All Headlines 12:04 September 28, 2016

SEOUL, Sept. 28 (Yonhap) -- "What do I live and die for now? I, lying awake, pray deep in my heart for the eternal happiness of your sacred spirit as you have lived and died only for movies."

This is from the eulogy that actress Shin Il-seon wrote for the December 1937 issue of the monthly "Samcheolli (the Whole Land of Korea)" about four months after Korean director, screenwriter and actor Na Woon-gyu died at 35 on Aug. 9, 1937. Shin acted in Na's silent, black and white film "Arirang" (1926), which is regarded as the most influential film in early Korean cinema.

Ahead of the 90th anniversary of the film's opening on Saturday, Kim Ki-soon, head of record label Synnara Co., on Wednesday made public the monthly carrying eulogies for Na by Shin and three other actors -- Moon Ye-bong, Bok Hye-sook and Kim Yeon-sil -- all of whom starred in Na's films.

Seen here is the December 1937 issue of the monthly "Samcheolli" carrying eulogies for the deceased director Na Woon-gyu. Kim Ki-soon, head of record label Synnara Co. made public the magazine on Sept. 28, 2016, on the occasion of the upcoming 90th anniversary of Na's famous film "Arirang." (Yonhap)

Born in Hoeryong, North Hamkyong Province now in North Korea, in 1902, Na is considered the founder of Korean cinema during the Japanese colonial rule (1910-1945).

He made dozens of films during his short life, including "Deaf Samryong" (1929), "Looking for Love" (1929) and "The Grief of Geumgang" (1930), and acted in some 30 movies.

His first movie "Arirang," premiered at the now-defunct Danseongsa in downtown Seoul on Oct. 1, 1926, was a national sensation as the film made Korean cinema a means not just to entertain people but to metaphorically express the nation's resistance to the harsh Japanese colonial rule. Na himself lived a harsh life while fighting for national liberation. He was imprisoned from 1921-23 for his participation in the March 1, 1919 Independence Movement. He received his famous artistic pen-name "Chunsa" from another freedom fighter while in jail.

Shin, who played Na's sister in "Arirang," mourned in her eulogy, "How many times he cried for a deprived environment and how many times he cursed a dire reality!

"It's Na Woon-gyu who has led me to the film circle," Moon Ye-bong, who played Na's wife in the "The Ownerless Ferryboat" (1932), in her homage to the director.

"I think there's no one like Na who has done his utmost in nurturing young actors.

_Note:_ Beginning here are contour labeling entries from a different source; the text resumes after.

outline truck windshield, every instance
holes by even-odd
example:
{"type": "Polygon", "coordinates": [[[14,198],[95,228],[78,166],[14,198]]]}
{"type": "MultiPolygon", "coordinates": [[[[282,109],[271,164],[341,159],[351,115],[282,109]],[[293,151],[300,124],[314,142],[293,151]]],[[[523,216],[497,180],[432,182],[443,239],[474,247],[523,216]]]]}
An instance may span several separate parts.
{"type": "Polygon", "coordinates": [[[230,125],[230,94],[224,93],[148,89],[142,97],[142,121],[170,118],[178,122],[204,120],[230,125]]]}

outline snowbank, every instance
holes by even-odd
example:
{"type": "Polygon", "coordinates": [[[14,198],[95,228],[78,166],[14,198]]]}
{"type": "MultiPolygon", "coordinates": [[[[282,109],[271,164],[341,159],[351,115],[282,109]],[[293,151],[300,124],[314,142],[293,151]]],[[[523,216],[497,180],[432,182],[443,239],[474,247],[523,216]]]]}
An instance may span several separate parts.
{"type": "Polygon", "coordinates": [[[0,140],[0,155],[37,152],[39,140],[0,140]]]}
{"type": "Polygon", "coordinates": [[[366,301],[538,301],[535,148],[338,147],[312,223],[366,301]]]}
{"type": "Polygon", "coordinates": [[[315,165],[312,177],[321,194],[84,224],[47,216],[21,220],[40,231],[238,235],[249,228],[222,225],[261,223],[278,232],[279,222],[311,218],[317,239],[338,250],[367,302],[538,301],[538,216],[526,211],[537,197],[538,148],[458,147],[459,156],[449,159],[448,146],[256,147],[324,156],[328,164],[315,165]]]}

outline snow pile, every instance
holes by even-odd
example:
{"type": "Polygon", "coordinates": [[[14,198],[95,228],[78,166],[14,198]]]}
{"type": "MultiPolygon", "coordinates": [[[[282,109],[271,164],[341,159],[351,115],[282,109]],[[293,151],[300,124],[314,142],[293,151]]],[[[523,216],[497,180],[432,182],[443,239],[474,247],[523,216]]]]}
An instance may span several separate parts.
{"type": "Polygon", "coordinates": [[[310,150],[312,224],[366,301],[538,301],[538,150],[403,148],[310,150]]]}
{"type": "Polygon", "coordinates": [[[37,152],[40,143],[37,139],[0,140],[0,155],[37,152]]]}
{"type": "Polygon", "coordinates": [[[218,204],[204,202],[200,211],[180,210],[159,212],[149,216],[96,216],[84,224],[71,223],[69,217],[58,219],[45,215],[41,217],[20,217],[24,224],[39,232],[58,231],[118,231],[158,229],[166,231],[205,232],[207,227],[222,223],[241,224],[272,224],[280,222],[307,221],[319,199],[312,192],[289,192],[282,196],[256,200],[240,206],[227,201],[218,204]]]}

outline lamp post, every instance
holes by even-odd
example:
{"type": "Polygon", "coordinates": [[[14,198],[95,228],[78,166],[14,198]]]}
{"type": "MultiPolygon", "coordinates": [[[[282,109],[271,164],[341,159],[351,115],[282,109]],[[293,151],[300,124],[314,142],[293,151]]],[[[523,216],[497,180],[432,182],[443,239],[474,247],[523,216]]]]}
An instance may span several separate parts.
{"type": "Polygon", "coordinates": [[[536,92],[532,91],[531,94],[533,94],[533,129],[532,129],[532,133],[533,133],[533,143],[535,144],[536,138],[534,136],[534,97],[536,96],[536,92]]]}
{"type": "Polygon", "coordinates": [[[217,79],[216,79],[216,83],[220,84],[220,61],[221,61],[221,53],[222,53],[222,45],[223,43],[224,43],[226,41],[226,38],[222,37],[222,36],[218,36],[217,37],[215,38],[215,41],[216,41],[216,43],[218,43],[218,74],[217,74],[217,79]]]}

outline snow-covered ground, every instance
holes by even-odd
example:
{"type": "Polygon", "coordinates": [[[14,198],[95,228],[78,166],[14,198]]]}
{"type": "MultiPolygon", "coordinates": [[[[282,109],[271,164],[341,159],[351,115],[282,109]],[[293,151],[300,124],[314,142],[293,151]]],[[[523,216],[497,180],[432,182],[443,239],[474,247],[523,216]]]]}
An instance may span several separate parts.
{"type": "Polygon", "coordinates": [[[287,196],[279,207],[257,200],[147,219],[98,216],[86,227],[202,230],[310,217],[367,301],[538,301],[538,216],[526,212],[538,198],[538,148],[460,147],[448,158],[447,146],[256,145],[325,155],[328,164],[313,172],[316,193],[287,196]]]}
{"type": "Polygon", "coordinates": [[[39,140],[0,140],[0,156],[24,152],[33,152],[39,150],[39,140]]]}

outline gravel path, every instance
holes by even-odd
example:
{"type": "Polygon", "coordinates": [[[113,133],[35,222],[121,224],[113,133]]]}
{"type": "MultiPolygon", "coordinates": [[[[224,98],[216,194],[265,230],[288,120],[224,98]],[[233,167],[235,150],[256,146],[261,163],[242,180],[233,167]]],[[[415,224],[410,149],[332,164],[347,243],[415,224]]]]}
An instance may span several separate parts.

The strong affection he had showed to young actors deeply moves me yet again to tears," she said.

Bok Hye-sook, who acted with Na in the tragic romance "Janghanmong" (1926)," evaluated him as an unprecedented figure in the Korean film history.

"I believe everyone in the film industry would have the resolution to complete things what he has left undone (after he died)," she said.

Kim Yeon-sil, who debuted in Na's "Farewell" (1926), recalled, "Not just I but all the other cast seem to have acted hard while forgetting all the sufferings owing to his passion (for movies) at that time."

Moon and Kim went to North Korea after Korea's liberation in 1945, and worked as actresses there.

Shin played an extra in the remake of "Arirang" (1957), made on the occasion of the 20th anniversary of Na's original, while Bok gained fame as the country's first jazz singer.

"Samcheolli," which was published for 13 years from 1929, was an all-around magazine covering issues ranging from politics to economy and pop culture.

Cha Gil-jin, head of the Hangyeoreh Arirang Association in Seoul, said that he came to know about Na's human relations and activities a little more via the actresses' eulogies.

"A campaign to find out the reels of Na's lost original 'Arirang' is still going on, and thus I hope his films will be given new light on the occasion of 'Arirang's' 90th anniversary," he said.